Humans need teshuva. I think the build up without it would lead to hatred, loathing, and murder. Teshuva predated the creation of the world, my Rabbi said Saturday morning at services. I said that I disagree with the Midrash and that teshuva was planted within the Tree of Knowledge of Good and Evil. If it was in the world beforehand, then only discerning minds could learn how to unlock it. The only one to never have Original Sin (another thing that got brought up in the discussion yesterday), I said, was Cain, who was chronologically born before the eating from the Tree. He had no concept of Teshuva, so when he felt Abel and God wronged him, he went out into the field and murdered his brother. When God asked what Cain had done, Cain infamously asked, “am I my brother’s keeper?” Cain shows no remorse, no teshuva. He can’t. He doesn’t know. He is filled with so much hate that he has no ability to vent or accept anything. Teshuva is foreign to him and if the entire world was filled with people like him, everyone would be dead.
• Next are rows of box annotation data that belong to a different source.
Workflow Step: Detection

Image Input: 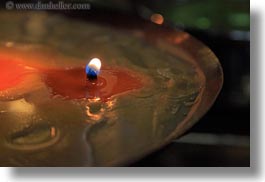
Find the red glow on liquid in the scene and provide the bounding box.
[0,57,29,91]
[44,68,142,101]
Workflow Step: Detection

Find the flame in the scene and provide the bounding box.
[88,58,101,72]
[150,13,164,25]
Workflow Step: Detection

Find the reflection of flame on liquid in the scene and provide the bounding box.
[86,97,116,124]
[86,97,104,121]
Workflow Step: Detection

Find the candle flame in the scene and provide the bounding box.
[88,58,101,72]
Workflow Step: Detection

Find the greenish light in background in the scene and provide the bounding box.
[196,17,211,29]
[228,13,250,27]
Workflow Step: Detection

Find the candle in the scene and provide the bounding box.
[86,58,101,80]
[0,11,222,166]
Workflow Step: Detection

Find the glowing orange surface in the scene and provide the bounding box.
[45,68,142,101]
[0,57,29,90]
[0,57,142,101]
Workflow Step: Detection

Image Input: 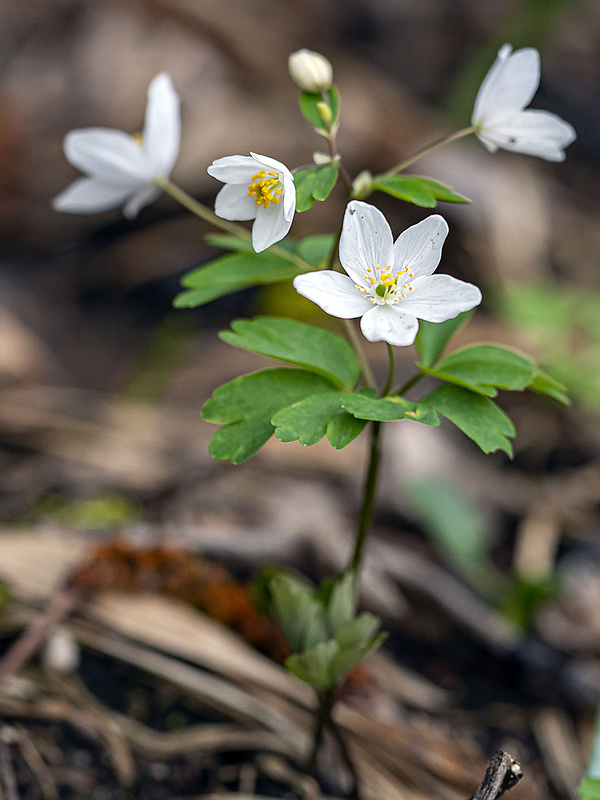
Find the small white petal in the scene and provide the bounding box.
[215,183,258,221]
[252,203,292,253]
[340,200,394,285]
[472,45,540,130]
[206,156,258,183]
[123,185,160,219]
[360,305,419,347]
[144,72,181,178]
[293,270,372,319]
[394,214,448,277]
[398,275,481,322]
[479,110,577,161]
[64,128,152,184]
[52,178,131,214]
If God was not forgiving, then Noah and his clan wouldn’t have been saved in the flood or its aftermath either. It takes the ability to say you are sorry and the ability to accept apologies. Both of these things take the greatest resolve, courage, and in order to do it you have to “lose face” as the kids call it these days. Pharaoh was unable to listen to Moses because his heart was hardened. Likewise, so many of us have hardened our hearts, whether intentionally or unintentionally, to reason, to compromise, to peace. The Torah and the High Holiday liturgy suggest a cure, may we circumcise our hearts (metaphorically of course) to love God so that we may live. We need to learn to open our hearts to accept those who beg our forgiveness, just as God readily does for us, and we need to soften our hearts and tread on our egos to “lower” ourselves to apologize for wronging others. Then maybe, just maybe, we can live in peace.

Gmar Chatima Tova, May we be sealed for a year of goodness. Also, if I have wronged any of you in any way in the past, please accept my apology. I am also ready to accept people who have wronged me, just ask.